From: Alf Eaton <eaton.alf@gmail.com>
Date: Thu, 13 Mar 2014 15:57:28 +0000
To: "Tandy, Jeremy" <jeremy.tandy@metoffice.gov.uk>
Cc: W3C CSV on the Web Working Group <public-csv-wg@w3.org>
Message-ID: <CAJVrAaSoFMpLq8rUqcenxbL35M6Rc7=xVZOH__S6A9a0EeZvYw@mail.gmail.com>
On 11 March 2014 11:52, Tandy, Jeremy <jeremy.tandy@metoffice.gov.uk> wrote:
> Hi – at the teleconf 2-weeks ago I mentioned challenges around dealing with
> sub-structure in CSV fields. We agreed to progress this offline … but I’ve
> been distracted J.
>
>
>
> Alf’s PLOS ONE search use case provides a good example. You’ll see a
> double-quote escaped list of authors (list delimiter is “,”) within a
> specific field; e.g.
>
>
>
> 10.1371/journal.pone.0082694,2014-02-14T00:00:00Z,Prophylactic Antibiotics
> to Prevent Cellulitis of the Leg: Economic Analysis of the PATCH I & II
> Trials,"James M Mason,Kim S Thomas,Angela M Crook,Katharine A Foster,Joanne
> R Chalmers,Andrew J Nunn,Hywel C Williams"
>
>
>
> Do we have any thoughts on how to treat such sub-structure?
>
>
>
> Common examples that spring to mind where sub-structure is prevalent are:
>
>
>
> -          Date-time values; e.g. “2013-12-13T09:00Z” (xsd:dateTime)
>
> -          Geometries; e.g. “<http://www.opengis.net/def/crs/OGC/1.3/CRS84>
> Point(-3.405 50.737)” (geo:wktLiteral – “Well Known Text Literal” from
> GeoSPARQL)
>
>
>
> Clearly these both have sub-structure, but we treat them as atomic literals
> that _some applications_ (or most applications in the case of date-time) may
> know how to parse. It’s difficult to imagine how to express a generic
> description for sub-structure such as the author list in the example above.
>
> So my suggestion is to treat field values as atomic entities that cannot be
> decomposed further.

I have three (contradictory) responses, and I'm not sure which I prefer:

The first response is that I think this makes sense at the CSV parsing
level, as it leaves options open for specifying transformations at a
later point in the processing pipeline. For example, the "authors"
field in the PLOS ONE search example could even (in theory, as an
extreme case) contain JSON-structured names:

10.1371/journal.pone.0082694,2014-02-14T00:00:00Z,Prophylactic
Antibiotics Trials,'[{"given-names":"James","family-name":"Mason"},{"given-names":"Kim","family-name":"Thomas"}]'

The data type ("json") of that field could be described somewhere, for
use when mapping the data to an object, but the CSV parser need not
know about it in order to extract the field as a string.
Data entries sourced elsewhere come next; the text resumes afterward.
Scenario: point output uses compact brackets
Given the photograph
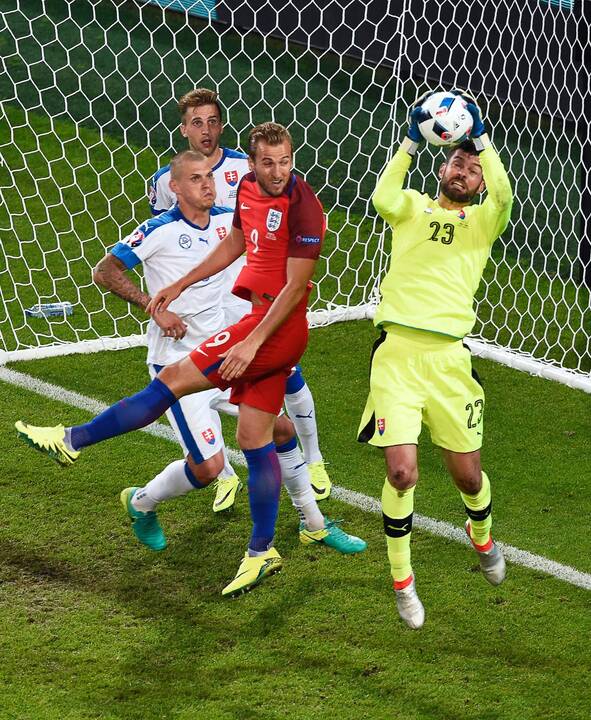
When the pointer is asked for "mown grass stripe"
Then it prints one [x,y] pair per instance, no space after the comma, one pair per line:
[364,502]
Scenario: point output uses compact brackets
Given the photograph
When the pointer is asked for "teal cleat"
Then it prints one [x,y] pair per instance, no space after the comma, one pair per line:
[144,525]
[333,537]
The second, simpler, response is that actually the data should have a
repeated "author" field, rather than a comma-separated "authors" field
(and, correspondingly, a "location" field should actually be separate
"latitude" and "longitude" fields).

The third option is that the author names should not be in that
response at all, but should be in a separate set of data that contains
one row per author, with a key for the article, similar to how the
data would be represented in a relational database.

> However, we’ve previously talked about “replicates” (e.g. where a field
> contains many values). Do we need to develop some guidance on how to express
> “replicates” (such as a list of Authors) in a CSV file?
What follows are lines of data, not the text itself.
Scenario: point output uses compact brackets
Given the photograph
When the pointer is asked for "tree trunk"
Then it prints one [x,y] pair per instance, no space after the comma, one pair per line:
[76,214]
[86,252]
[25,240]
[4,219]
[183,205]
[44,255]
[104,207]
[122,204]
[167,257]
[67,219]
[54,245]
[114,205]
Another type of "replicate" data is where the table contains repeated
measurements of a particular subject (e.g. taking three heart rate
pulse measurements in order to get an average measurement, from each
of multiple individuals). If the data is expressed as one row per
measurement then it's not a problem, but if the data is collapsed to
one row per subject, then there are repeated values that either need
to be expressed as multiple columns with the same label, or as a
single cell containing a list of measurements.
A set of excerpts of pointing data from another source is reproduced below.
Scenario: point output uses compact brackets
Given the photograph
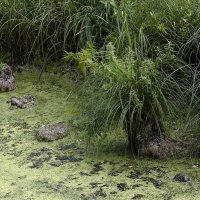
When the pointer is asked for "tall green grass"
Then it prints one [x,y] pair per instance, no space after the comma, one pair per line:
[151,70]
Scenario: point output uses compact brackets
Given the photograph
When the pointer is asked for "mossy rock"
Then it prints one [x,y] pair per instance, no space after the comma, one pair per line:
[7,80]
[52,132]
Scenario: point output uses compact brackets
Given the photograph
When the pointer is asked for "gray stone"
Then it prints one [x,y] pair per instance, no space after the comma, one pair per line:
[23,102]
[52,132]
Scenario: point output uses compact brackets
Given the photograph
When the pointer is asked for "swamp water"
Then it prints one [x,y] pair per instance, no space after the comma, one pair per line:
[66,169]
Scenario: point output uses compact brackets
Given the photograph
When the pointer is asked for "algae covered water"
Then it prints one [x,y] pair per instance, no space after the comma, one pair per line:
[67,168]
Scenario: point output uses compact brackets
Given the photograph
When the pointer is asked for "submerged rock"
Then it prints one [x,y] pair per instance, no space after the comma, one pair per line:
[52,132]
[7,80]
[157,147]
[22,102]
[182,177]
On a related note, I've tried to make a spreadsheet that shows all the
different ways a set of (made-up) data might need to be represented,
for different types of analysis or visualisation: http://goo.gl/lzXyPO

The most granular data (essentially one row per measurement, with many
columns for labels and a single column for the measurement) is the
most re-usable, but often data is published in a less re-usable table
that is more human-readable. I'm not quite sure how to explain that
well, but I think that basically a "model for tabular data" should
allow all the 2D tabular representations of the data to be generated
on the fly. This probably fits with the model as described already,
where each row or column label is an annotation on the data point;
from that information, the 2D table used to present the information
can be re-organised as needed.

Alf
Received on Thursday, 13 March 2014 15:58:16 UTC